Following explicit signals, including from Chair Yellen in her most recent speech, Thomas Costerg, Senior Economist at Standard Chartered, expects the Federal Reserve (Fed) to hike the policy rate another 25bps on 15 March. We expect the dot plot to still show three hikes this year (and still three next year), not four, despite the ongoing sense of optimism. There could be a discussion about the end of the reinvestment of the QE portfolio. We expect this decision to remain high-level, with the debate a work in progress. We expect the interest rate on excess reserves to be 2.0% by end-2018. We still see the Fed struggling to raise rates above 2.0% given the high debt level in the economy, and the late stage of the business cycle, even if President Trump’s Fed appointments give a more hawkish direction to the Federal Open Market Committee.
We expect the FOMC to increase the federal funds target to 0.75-1.00% at the conclusion of their next meeting. Since the January meeting, financial conditions have improved and the risk that the economy is gaining momentum has increased. Therefore, we expect that the distribution of the FOMC participants’ policy rate projections (the “dots”) will likely become less dispersed largely because the lower tail of distribution shifts to the median. However, we expect the median of the participants’ policy rate projections for 2017 and 2018 to remain unchanged, implying three hikes for 2017 and 2018, respectively. We do not expect changes to the FOMC’s long-term forecast for the policy rate. Elsewhere in the SEP, we expect only small changes to their GDP or unemployment rate projections. The median of their forecasts for core PCE inflation for 2017 could be revised up slightly to 1.9% from 1.8% previously, reflecting the recent firming of core goods prices.
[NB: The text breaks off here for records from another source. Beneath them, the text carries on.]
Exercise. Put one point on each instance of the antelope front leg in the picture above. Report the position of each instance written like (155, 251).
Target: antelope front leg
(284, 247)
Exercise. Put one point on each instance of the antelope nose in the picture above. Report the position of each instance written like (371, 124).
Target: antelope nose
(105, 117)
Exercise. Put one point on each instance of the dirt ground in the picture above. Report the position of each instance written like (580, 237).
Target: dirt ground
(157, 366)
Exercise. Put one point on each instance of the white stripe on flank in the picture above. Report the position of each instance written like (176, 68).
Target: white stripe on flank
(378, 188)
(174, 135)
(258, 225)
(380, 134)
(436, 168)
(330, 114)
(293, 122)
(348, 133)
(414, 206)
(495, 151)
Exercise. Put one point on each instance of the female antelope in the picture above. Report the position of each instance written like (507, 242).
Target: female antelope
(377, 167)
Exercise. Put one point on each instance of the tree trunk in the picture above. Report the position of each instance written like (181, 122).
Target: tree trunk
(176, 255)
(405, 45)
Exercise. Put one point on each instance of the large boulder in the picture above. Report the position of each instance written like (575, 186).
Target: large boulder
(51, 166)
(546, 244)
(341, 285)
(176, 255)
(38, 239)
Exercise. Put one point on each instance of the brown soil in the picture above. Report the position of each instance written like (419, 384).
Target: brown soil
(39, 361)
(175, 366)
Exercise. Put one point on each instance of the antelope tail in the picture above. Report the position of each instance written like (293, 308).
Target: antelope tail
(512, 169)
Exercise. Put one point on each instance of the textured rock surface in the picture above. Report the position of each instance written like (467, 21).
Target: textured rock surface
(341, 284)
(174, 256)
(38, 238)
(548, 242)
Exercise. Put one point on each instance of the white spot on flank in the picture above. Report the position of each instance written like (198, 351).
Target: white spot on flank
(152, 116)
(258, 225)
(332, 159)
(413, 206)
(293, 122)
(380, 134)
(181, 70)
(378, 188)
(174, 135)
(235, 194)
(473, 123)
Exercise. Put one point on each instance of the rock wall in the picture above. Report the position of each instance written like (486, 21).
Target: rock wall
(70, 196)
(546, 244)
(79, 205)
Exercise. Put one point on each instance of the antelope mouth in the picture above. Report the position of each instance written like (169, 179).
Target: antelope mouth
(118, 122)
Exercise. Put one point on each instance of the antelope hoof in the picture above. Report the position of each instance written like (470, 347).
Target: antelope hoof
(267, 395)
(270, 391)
The combination of data and official comments spurred a sharp swing in expectations toward a rate hike on March 15 and there is no reason to think that the Fed will not deliver. This is taken as given now, and investors will be more interested in the updated forecasts (dot plot) and the context Yellen provides at her press conference.
We expect the Fed to hike its target range by 25bp to 0.75-1.00% in line with market pricing and consensus among analysts. Given the very high probability of a March hike, the question is now how many hikes to expect for the rest of the year. FOMC members have repeated that they believe three hikes this year is appropriate and thus we expect the Fed to maintain the ‘dot’ signal for this year unchanged at three hikes in its updated projections.
Expectations of a 25bp hike in the fed funds rate is nearly universal and fully priced in ahead of FOMC rate decision at 14:00 ET. TD expects the statement to convey a mildly hawkish message. The SEP & press conference should be more telling—we expect the dots to drift higher but do not see any change in the 2017 or long run median dots and see only modest tweaks to the economic forecasts. In the press conference, Yellen should continue to emphasize a gradual pace of rate hikes (3-4 hikes per year). We also look for any commentary regarding to fiscal stimulus assumptions.